3. Conclusions and Future Perspectives

Transition metal ions, particularly the first-row ones, are common and serve a variety of biological purposes. A significant accumulation of these ions, however, may be harmful to one’s health. Therefore, it is crucial to accurately determine their spatial distribution both inside and outside of cells. The amplification of fluorescence by transition metal ions has potential applications beyond biological sensing. However, the majority of transition metal ions are paramagnetic and efficiently quench fluorescence. Optical chemosensors remain a highly active area of research, as evidenced by the papers reviewed. Future efforts should focus on developing and utilizing fluorescent probes that function effectively in pure aqueous solutions at physiological pH levels. This feature article aims to provide readers with a deeper understanding of various synthetic approaches of Aryl-substituted thiocarbohydrazide, thiosemicarbazide, thiazolyl-hydrazone, thiophene diocarbohydrazide, Arylhydrazone, indole, Schiff-based, carbazole, acylhydrazone coumarin chromofluorescent sensors, etc., and their mechanisms of action. We categorize colorimetric and fluorometric sensors for the detection of first-row transition metal ions, including Cr³⁺, Mn²⁺, Fe²⁺, Co²⁺, Ni²⁺, Cu²⁺, and Zn²⁺, while highlighting their ability to simultaneously detect multiple ions. The development of these sensors addresses critical challenges related to the rapid and straightforward detection of hazardous metal ions at trace levels in biological and environmental systems. As we proceed, it is evident that the synthesis of fluorescent chemosensors is far from finished [159]. Their capabilities could be further improved by emerging technologies like fluorescent-based sensors.
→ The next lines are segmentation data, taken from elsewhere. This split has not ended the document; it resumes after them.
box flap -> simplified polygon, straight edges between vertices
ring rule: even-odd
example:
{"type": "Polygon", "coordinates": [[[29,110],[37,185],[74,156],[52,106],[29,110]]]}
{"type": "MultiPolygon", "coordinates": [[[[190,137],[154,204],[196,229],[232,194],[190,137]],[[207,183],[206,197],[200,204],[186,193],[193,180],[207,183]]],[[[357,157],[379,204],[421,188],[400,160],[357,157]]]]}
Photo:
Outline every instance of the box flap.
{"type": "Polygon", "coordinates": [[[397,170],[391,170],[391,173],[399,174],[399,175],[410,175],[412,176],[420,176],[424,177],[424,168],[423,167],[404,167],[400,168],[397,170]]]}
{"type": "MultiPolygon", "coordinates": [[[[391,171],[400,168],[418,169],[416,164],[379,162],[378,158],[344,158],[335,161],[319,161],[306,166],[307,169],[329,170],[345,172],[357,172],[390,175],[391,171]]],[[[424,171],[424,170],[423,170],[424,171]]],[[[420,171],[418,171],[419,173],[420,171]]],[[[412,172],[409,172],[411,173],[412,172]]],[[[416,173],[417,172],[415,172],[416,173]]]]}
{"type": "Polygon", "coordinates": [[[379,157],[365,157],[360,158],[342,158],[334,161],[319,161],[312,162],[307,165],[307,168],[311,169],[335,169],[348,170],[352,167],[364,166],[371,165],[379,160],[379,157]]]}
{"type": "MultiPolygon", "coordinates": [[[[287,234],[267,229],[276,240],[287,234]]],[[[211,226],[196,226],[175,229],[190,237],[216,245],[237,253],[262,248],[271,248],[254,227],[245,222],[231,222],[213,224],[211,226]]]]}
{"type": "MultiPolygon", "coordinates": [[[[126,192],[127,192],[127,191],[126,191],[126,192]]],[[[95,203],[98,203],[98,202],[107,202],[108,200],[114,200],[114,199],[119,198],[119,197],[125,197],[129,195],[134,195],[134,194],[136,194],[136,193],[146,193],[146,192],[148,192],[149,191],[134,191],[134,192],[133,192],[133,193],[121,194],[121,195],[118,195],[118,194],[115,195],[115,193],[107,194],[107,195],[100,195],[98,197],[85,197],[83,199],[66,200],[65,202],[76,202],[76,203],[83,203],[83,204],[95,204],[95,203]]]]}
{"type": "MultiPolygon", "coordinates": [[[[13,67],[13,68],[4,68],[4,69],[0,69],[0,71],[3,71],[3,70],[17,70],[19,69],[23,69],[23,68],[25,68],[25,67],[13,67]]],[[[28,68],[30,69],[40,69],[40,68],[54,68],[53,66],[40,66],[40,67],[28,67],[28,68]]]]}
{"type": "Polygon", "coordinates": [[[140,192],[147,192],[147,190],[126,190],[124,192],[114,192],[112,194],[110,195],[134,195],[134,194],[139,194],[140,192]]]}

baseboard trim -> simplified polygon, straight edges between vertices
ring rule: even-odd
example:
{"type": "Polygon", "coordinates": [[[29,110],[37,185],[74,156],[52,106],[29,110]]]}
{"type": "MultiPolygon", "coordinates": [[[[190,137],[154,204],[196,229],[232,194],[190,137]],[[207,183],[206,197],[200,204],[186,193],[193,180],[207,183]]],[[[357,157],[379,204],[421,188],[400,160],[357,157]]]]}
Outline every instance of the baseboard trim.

Furthermore, point-of-care diagnostics and customized healthcare are being revolutionized by the incorporation of these sensors into portable devices [31,160,161]. This study presents a comprehensive overview of current methodologies, and the insights provided here aim to inspire further research to meet the evolving demands in the field of trace transition metal ion detection.